At some point I have to find out about the music opportunities in my area. My school has a great music department with a lot of events which I've been part of in the last 4 years. Leaving means I can't do that any more, and I want to find some sort of activity to replace it. I guess I'll have to wait and see what happens with that.
Only 48 days of studying left. Now, that's kinda scary.
I've been thinking for a while about uni courses and what to do. I can't help thinking that I need to choose the right thing straight away, or else I'm stuck with it.
Now that's not necessarily true. It's always possible to change courses although that would generally mean more time spent at uni. This said, I'd rather get the choice right first time around.
Currently, I am torn between three courses: Engineering and Science Double Degree, Engineering and Arts Double Degree, and just the Engineering Degree by itself.
I know I definitely want to do engineering, but am not entirely certain about which type. I love science, but if I want to do science with engineering, I would need to know which type of engineering I want to go into, which is a big decision to make with the little info I have.
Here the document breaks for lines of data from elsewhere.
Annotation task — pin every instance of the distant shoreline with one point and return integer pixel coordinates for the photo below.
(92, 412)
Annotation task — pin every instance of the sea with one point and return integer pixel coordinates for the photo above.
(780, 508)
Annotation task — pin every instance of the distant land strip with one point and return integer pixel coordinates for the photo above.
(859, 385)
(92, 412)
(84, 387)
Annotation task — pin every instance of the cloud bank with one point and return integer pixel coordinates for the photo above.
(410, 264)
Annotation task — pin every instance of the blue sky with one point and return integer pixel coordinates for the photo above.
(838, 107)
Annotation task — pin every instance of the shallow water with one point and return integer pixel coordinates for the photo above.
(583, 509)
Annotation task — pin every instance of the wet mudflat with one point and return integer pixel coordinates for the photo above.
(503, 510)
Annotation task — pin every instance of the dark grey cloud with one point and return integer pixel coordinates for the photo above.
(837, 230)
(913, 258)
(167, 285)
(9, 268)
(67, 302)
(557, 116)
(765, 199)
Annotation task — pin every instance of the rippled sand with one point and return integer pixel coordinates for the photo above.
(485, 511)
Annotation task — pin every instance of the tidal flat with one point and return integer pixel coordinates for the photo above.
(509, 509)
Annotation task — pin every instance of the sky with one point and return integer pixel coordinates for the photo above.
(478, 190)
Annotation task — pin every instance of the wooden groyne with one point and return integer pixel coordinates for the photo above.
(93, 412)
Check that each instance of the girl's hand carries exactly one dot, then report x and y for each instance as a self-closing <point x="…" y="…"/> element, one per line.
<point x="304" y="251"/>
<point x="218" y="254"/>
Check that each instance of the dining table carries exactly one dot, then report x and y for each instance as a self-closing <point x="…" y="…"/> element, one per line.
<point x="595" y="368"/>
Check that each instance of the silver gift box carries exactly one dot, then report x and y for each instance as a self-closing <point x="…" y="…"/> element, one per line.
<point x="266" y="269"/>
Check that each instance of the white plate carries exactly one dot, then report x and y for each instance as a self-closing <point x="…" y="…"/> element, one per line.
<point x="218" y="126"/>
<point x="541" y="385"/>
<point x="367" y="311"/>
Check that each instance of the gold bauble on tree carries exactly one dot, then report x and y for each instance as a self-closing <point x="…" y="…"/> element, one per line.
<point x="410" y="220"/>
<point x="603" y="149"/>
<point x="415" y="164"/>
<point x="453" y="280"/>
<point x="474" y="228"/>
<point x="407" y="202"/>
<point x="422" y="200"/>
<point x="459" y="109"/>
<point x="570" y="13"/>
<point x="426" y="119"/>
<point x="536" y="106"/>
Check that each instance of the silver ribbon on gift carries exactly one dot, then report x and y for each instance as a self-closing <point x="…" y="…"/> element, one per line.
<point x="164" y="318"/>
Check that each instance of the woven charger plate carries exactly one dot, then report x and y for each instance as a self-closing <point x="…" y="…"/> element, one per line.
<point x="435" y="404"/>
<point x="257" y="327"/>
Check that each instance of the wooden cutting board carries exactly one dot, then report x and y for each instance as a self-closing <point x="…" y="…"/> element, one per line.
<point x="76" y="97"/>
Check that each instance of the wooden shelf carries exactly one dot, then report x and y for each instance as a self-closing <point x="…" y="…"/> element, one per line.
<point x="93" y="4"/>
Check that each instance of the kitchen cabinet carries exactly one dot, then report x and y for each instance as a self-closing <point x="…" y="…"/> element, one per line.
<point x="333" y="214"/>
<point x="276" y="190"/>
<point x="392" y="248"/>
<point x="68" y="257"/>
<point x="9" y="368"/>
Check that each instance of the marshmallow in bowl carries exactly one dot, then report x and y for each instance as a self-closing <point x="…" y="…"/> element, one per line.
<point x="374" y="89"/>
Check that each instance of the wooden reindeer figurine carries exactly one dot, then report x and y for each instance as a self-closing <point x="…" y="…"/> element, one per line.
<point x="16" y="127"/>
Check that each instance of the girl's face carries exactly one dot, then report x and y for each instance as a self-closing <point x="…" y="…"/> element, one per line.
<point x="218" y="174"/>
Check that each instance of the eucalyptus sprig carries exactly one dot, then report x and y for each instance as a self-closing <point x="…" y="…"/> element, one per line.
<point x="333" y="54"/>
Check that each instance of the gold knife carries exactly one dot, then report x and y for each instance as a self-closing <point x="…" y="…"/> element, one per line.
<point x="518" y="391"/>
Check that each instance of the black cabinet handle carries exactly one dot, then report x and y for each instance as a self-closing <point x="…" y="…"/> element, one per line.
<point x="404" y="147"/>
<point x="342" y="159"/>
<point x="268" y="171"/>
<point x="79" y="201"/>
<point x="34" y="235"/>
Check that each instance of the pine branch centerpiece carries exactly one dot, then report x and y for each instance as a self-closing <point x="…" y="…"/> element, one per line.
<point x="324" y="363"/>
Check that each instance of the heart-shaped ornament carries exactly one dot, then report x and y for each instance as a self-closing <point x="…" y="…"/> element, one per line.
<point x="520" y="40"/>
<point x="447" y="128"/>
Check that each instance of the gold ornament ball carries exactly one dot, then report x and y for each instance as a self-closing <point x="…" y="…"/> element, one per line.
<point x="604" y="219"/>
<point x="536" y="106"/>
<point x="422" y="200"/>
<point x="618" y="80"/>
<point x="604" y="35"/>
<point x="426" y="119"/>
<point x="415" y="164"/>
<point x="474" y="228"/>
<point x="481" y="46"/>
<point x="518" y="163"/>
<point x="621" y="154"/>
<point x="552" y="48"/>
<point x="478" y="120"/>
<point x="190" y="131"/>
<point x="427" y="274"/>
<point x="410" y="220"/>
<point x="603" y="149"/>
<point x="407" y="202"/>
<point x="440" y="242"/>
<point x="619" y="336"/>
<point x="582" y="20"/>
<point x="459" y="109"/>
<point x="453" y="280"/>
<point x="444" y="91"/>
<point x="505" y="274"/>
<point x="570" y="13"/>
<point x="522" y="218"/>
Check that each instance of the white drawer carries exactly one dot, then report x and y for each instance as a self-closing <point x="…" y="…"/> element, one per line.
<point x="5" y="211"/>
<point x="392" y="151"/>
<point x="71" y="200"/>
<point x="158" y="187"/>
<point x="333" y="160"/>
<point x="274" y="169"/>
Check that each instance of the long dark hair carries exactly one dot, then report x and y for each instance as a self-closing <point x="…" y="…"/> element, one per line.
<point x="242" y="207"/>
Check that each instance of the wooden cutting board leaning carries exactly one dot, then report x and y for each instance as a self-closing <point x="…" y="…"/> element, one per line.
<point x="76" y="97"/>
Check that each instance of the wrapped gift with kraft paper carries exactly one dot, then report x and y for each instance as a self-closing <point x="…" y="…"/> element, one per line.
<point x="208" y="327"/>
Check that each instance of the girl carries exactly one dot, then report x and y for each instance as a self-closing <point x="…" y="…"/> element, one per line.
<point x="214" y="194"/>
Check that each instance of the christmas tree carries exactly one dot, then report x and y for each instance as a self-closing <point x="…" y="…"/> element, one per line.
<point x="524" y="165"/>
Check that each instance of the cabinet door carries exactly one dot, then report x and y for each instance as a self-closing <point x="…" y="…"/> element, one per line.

If I did arts and engineering I would not have to choose the type of engineering straight away, but maybe I'd rather do science. Or maybe not. I don't know. I think arts subjects involve essays. I hate essays.
But then maybe a double degree would be too much for me to handle. Maybe I would be better off doing a single degree and pursing other interests in my own time, at my own pace. I don't know about this one. The overachieving part of me would rather do two degrees not one.
There is one other option, a kind of combination of the first two that runs contrary to the third. I could do the science/engineering degree and an arts diploma at the same time. Again, this may be a bit too much to handle.
And all this is assuming I get a high enough score to get into the course in the first place. Maybe I should create a plan E.
I never thought Year 12 would happen like this.
Like sure, in Year 9 and 10 was I intimidated by the idea of how this score was supposed to mean everything, and yes, the in Year 11 I realised that maybe that wasn't true and my current level of achievement would do me just fine, but I never expected having my sense of self tested, in the very year(s) of school that are considered the most important and stressful.
I'm being quite vague and perhaps a little dramatic but oh well. I suppose I just have to take the glass half full view and use the adjective 'interesting' to describe my life right now.